According to an analysis by Harvard Business Review, only 6.4 per cent of Fortune 500 companies were run by female CEOs in 2017. The pool of female executives is small, not because of a lack of ambitions from the women’s side, but because we are missing opportunities to develop and inspire them earlier in their career. Bottom line is that there just isn’t enough women in upper management leadership positions, and that is seriously alarming!
As keen observers have noticed, there are several obstacles blocking women from getting promotions. The women in question can see the other side and feel that it’s nearing but cannot reach it. This is appropriately known as the ‘glass ceiling’ phenomenon. In order to break it, there are some critical factors. One key factor is that women need to learn skills and acquire knowledge that can enable them to have a fast growing career and leadership success.
Another factor is the level of professional development. It’s a term we see people throwing around. Lots of companies claim to provide it. There are two kinds of professional development companies can offer. They could either provide straightforward training or provide training that invokes meaningful development. Does either really help women grow?
There is one key difference between women and men in the workforce- the type of on-the-job development they receive. On one hand, male employees are picked from the clutter, spoon-fed identified growth opportunities and connected to people who can facilitate their growth. Whereas, females are given the talk on how to survive in the workplace and advised on what not to do and what to expect. In the end, men end up getting institutional and full-blown professional development, while women get “training” for training’s sake. It’s no wonder that women are left behind.
With the help of colleagues and surroundings, women can further their career development. As a woman, ask and keep a lookout for the jobs that give you the right experiences that enable professional brand-building and prompt the learning of strategies quintessential for juggling work and life. Female CEOs tend to fix their trajectory high at the start of their professional journey. They do not sit around and wait for a recruiter to call with an opportunity. They use their entrepreneurial drive and expertise to prove themselves throughout their professional journey.

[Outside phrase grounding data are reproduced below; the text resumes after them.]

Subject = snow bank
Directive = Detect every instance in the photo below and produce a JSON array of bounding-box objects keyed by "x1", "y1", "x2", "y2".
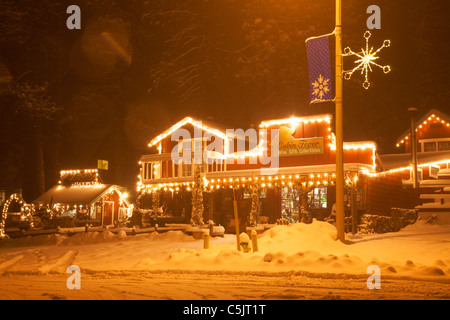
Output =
[
  {"x1": 0, "y1": 234, "x2": 66, "y2": 248},
  {"x1": 151, "y1": 220, "x2": 450, "y2": 280},
  {"x1": 1, "y1": 220, "x2": 449, "y2": 281},
  {"x1": 60, "y1": 230, "x2": 118, "y2": 246},
  {"x1": 258, "y1": 220, "x2": 341, "y2": 254},
  {"x1": 0, "y1": 229, "x2": 193, "y2": 248},
  {"x1": 139, "y1": 230, "x2": 195, "y2": 242},
  {"x1": 158, "y1": 221, "x2": 350, "y2": 272}
]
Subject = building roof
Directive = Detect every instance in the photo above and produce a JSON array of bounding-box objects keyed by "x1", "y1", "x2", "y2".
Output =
[
  {"x1": 33, "y1": 184, "x2": 127, "y2": 206},
  {"x1": 379, "y1": 150, "x2": 450, "y2": 171},
  {"x1": 259, "y1": 114, "x2": 333, "y2": 128},
  {"x1": 148, "y1": 116, "x2": 233, "y2": 147},
  {"x1": 395, "y1": 108, "x2": 450, "y2": 145}
]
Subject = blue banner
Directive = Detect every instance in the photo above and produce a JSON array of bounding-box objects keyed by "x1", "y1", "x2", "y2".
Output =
[{"x1": 306, "y1": 35, "x2": 333, "y2": 104}]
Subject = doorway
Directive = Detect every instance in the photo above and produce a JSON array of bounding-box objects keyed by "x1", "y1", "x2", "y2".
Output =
[{"x1": 103, "y1": 201, "x2": 114, "y2": 226}]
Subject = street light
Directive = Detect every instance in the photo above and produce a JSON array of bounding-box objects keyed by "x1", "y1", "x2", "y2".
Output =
[
  {"x1": 335, "y1": 0, "x2": 345, "y2": 242},
  {"x1": 408, "y1": 107, "x2": 418, "y2": 188}
]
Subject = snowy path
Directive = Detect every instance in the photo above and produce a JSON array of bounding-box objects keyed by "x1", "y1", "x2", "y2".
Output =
[
  {"x1": 1, "y1": 270, "x2": 449, "y2": 300},
  {"x1": 0, "y1": 220, "x2": 449, "y2": 300}
]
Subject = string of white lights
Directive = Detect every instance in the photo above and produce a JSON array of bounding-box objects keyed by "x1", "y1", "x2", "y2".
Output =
[{"x1": 343, "y1": 31, "x2": 391, "y2": 89}]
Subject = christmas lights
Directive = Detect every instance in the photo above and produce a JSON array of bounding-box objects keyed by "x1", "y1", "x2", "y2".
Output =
[
  {"x1": 361, "y1": 159, "x2": 450, "y2": 177},
  {"x1": 396, "y1": 113, "x2": 450, "y2": 148},
  {"x1": 0, "y1": 193, "x2": 34, "y2": 238},
  {"x1": 137, "y1": 172, "x2": 339, "y2": 193},
  {"x1": 148, "y1": 117, "x2": 228, "y2": 147},
  {"x1": 139, "y1": 114, "x2": 378, "y2": 193},
  {"x1": 330, "y1": 139, "x2": 377, "y2": 169},
  {"x1": 343, "y1": 31, "x2": 391, "y2": 89},
  {"x1": 259, "y1": 114, "x2": 332, "y2": 128}
]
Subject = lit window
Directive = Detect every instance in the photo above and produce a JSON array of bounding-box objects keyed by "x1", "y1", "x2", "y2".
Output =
[
  {"x1": 308, "y1": 187, "x2": 327, "y2": 209},
  {"x1": 152, "y1": 162, "x2": 162, "y2": 179}
]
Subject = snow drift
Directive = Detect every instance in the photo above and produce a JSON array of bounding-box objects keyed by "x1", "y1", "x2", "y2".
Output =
[
  {"x1": 0, "y1": 220, "x2": 449, "y2": 281},
  {"x1": 152, "y1": 220, "x2": 450, "y2": 280}
]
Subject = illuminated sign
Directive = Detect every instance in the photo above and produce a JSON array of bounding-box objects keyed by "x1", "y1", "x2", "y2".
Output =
[{"x1": 279, "y1": 127, "x2": 324, "y2": 156}]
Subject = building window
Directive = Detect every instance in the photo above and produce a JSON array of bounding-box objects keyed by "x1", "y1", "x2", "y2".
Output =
[
  {"x1": 424, "y1": 142, "x2": 437, "y2": 152},
  {"x1": 421, "y1": 138, "x2": 450, "y2": 152},
  {"x1": 179, "y1": 140, "x2": 192, "y2": 154},
  {"x1": 308, "y1": 187, "x2": 327, "y2": 209},
  {"x1": 144, "y1": 162, "x2": 152, "y2": 180},
  {"x1": 430, "y1": 123, "x2": 443, "y2": 129},
  {"x1": 143, "y1": 161, "x2": 162, "y2": 180},
  {"x1": 281, "y1": 186, "x2": 299, "y2": 223},
  {"x1": 143, "y1": 163, "x2": 148, "y2": 180},
  {"x1": 194, "y1": 140, "x2": 206, "y2": 154},
  {"x1": 152, "y1": 162, "x2": 161, "y2": 179},
  {"x1": 182, "y1": 163, "x2": 192, "y2": 177},
  {"x1": 209, "y1": 161, "x2": 224, "y2": 173},
  {"x1": 118, "y1": 208, "x2": 128, "y2": 220},
  {"x1": 178, "y1": 139, "x2": 206, "y2": 156},
  {"x1": 438, "y1": 140, "x2": 450, "y2": 151}
]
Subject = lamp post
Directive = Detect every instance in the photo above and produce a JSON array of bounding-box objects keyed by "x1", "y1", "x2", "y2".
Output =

At the end of the day, the goal of professional development isn’t limited to learning vaguely about your role. It’s equipping yourself with the skills and experiences that will help you grow within and outside your organisation. This might not, however, serve as a solution to other issues women in the workforce face such as career-gap or the infamous pay gap.
To conclude, what role can an organisation play in encouraging their women employees to seek professional development? How can they ensure that the women (in all positions) are equipped enough to climb the corporate ladder with the right learning and development opportunities? Organisations should take a proactive stance on providing access to continuous learning and design a customised learning experience for its robust woman-force. Alongside, they should provide on-the-job performance support.